Mr. Speaker, since this is my first opportunity to do so, I would like to say thank you very much to the constituents of Hochelaga and wish them a happy national holiday, this June 24. It is not by chance that I am wearing a blue shirt today.
I have a large constituency. It is diverse but, at the same time, it is very much like a village. The name actually comes from an Iroquois village, Hochelaga. I see a lot of neighbours helping each other in the village. There is a lot of imagination. As I was saying, it is diverse. There are middle-class people, but there are also very many people living in poverty, unfortunately.
I firmly intend to listen to them, to address the situations they bring to me as best as I can and to protect their rights. What are the rights of ordinary people? We talk a lot about ordinary people. The following are some examples: decent housing, that goes without saying; access to healthy food, that is where it all starts. In short, they have the right to a decent life.
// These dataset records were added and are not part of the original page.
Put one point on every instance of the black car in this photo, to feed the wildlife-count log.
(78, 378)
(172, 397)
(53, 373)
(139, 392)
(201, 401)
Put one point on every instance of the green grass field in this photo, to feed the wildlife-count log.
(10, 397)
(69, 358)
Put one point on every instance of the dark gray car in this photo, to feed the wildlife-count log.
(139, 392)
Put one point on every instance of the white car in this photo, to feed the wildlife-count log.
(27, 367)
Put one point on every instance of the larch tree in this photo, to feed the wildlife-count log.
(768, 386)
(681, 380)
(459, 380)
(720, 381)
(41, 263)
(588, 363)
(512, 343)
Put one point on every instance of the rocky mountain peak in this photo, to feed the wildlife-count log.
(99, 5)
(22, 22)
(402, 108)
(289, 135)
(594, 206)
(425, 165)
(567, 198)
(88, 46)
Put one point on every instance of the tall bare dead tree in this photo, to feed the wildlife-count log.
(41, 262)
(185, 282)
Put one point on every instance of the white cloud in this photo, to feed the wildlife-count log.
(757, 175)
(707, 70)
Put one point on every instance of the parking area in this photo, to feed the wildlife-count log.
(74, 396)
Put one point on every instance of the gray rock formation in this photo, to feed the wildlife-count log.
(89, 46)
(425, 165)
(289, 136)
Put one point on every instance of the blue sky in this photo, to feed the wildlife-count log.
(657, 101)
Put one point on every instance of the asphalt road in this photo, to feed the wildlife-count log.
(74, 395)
The government is saying that it wants to protect ordinary people—that same term again—by forcing the Canada Post workers to go back to work. It seems to exclude postal workers from the ordinary people category.
The government is also accusing the opposition of wanting to protect these workers, Canada Post workers. These people are cousins, sisters and neighbours. Everyone here knows people who work at Canada Post. These are ordinary people. They are no different from the rest of the population, except for the fact that they are lucky enough not to have to go alone before their boss to ask for a day off to, for example, accompany their child on a school trip. Indeed, it can be intimidating to have to meet one's boss alone to ask him for things like that.
Why do postal workers enjoy that benefit? It is because they got together and they have a body to represent them, namely their union. What do those bad union people do on a day to day basis? We, workers, spend 33% of our time at work. Come to think of it, that is a lot of time. One third of our day is spent at work. The union is there to ensure that the environment in which we spend all that time is adequate.
What do union people do when a new collective agreement must be negotiated? First, union members democratically appoint a negotiating committee. A vote is held. So, a choice is already being made by members. The committee then makes inquiries, asks questions to members and sends questionnaires. It does all these sorts of things to see what improvements could be made. Then, it prepares a document listing all the demands and submits it to members. Again, there is a vote. This is a democratic process. Moreover, and this is important, members are asked to set priorities. They are asked what is most important to them and how they will react if the committee does not succeed in getting one thing or another. So, when the committee enters into negotiations, it already knows what the members' priorities are. It then sets out to negotiate those priorities, while knowing what members are prepared to accept or not.
The Conservatives also often accuse us of hurting ordinary people and small businesses by opposing the back-to-work legislation. Let us clarify things once again. Some workers were engaged in rotating strikes. The mail was still being delivered. Some employees were prepared to deliver cheques to retirees and to people on welfare. Again, the mail would have been delivered. However, the employer ordered a lockout and the mail could no longer be delivered. It is not workers who are preventing the mail from being delivered, it is the employer. The employees even said they will return to work if the employer puts an end to the lockout.
I am now going to deal with a few demands. Canada Post wants different working conditions to apply to new employees. For example, someone who is hired next month will earn 18% less than someone who was hired last month.
Let us say that I work at a job and the person next to me does exactly the same work.
I was hired in July, while the other person was hired in May or June. I will earn 82% of the other person's salary for doing exactly the same work, even though he has held his job for just a month or two less than I have. That is discriminatory and unfair.
Moreover, new employees are often young people who are joining the labour force. It is already hard for young people to support their families, but it is going to be even more difficult.
Let us now talk about salary increases. Canada Post has offered 1.9%, 1.9%, 1.9% and 2%. The government has lowered these increases to 1.75%, 1.5%, 2% and 2%. Meanwhile, between 1997 and 2010, the CEO's salary increased by a yearly average of 2.2%. If we include performance bonuses, we get 3.8% on a $600,000 salary. That is significantly more money than 1.5% or 2% on an annual salary of $35,000 or $40,000. So there is a great injustice here.
This is a government that, in my opinion, uses its majority for disgraceful purposes. That is why NDP members have decided to spend the night in this House, and that is why those who are from Quebec are not with their constituents to celebrate the national holiday. We have principles and we are going to stand up for them to the very end.